The Prince by Sylvain Reynard (a review)

The Prince is Sylvain Reynard’s novella that bridges the gap between his beloved Gabriel trilogy and his upcoming Florentine series. In the story, we are reunited with Gabriel and Julianne and introduced to a whole new set of enthralling characters. Notably, a mysterious and sinister other worldly being who wants the illustrations of Dante’s Divine Comedy that Gabriel acquired years ago. Unbeknownst to the professor, the illustrations were stolen. Now their rightful owner wants them back and is out for blood.

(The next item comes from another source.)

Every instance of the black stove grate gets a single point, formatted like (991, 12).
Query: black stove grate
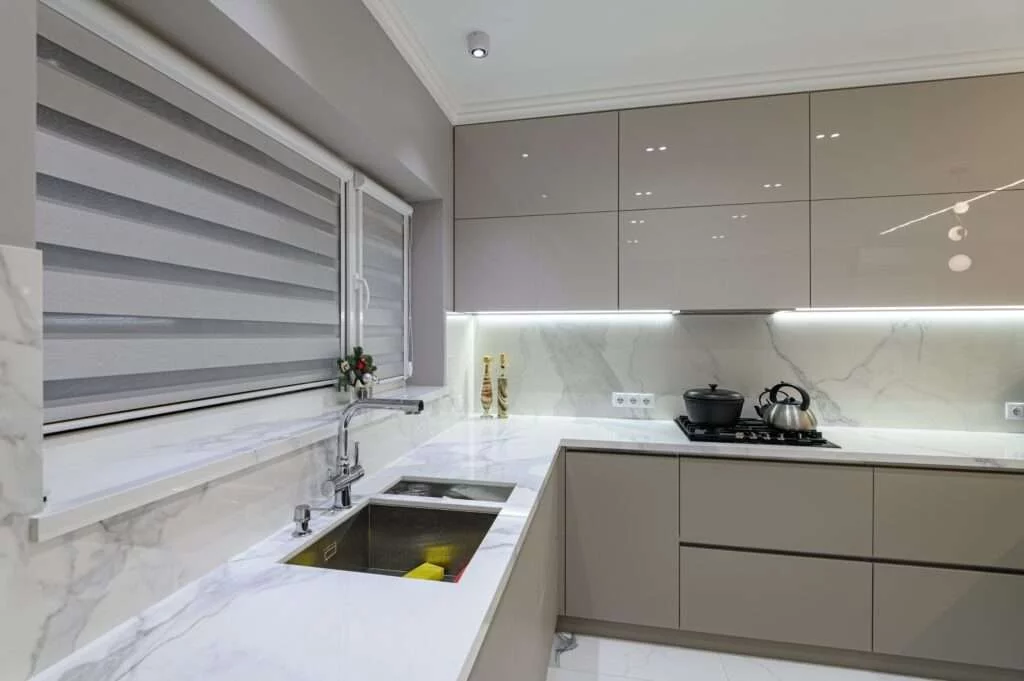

Reynard’s Prince is certainty no Prince Charming, even if he has the looks for it. No, he’s more of a Machiavelli prince, a master manipulator, ruthless with little regard for moral justification or the heads he might have to crush. The chasm between good and evil has never been so strongly felt. “It is better to be feared than loved.” Our dark antagonist embodies these words. However, I sense that there is more to The Prince than meets the eye. Perhaps, he wasn’t always so mercurial?

Reynard’s writing style is edgy and sexy. This novella oozes darkness and intrigue. I’m not normally a fan of the paranormal romance genre, but leave it to the sly fox to reel me in. Curse and bless you, Sylvain Reynard. I can’t wait to see what you have in store for us in The Raven.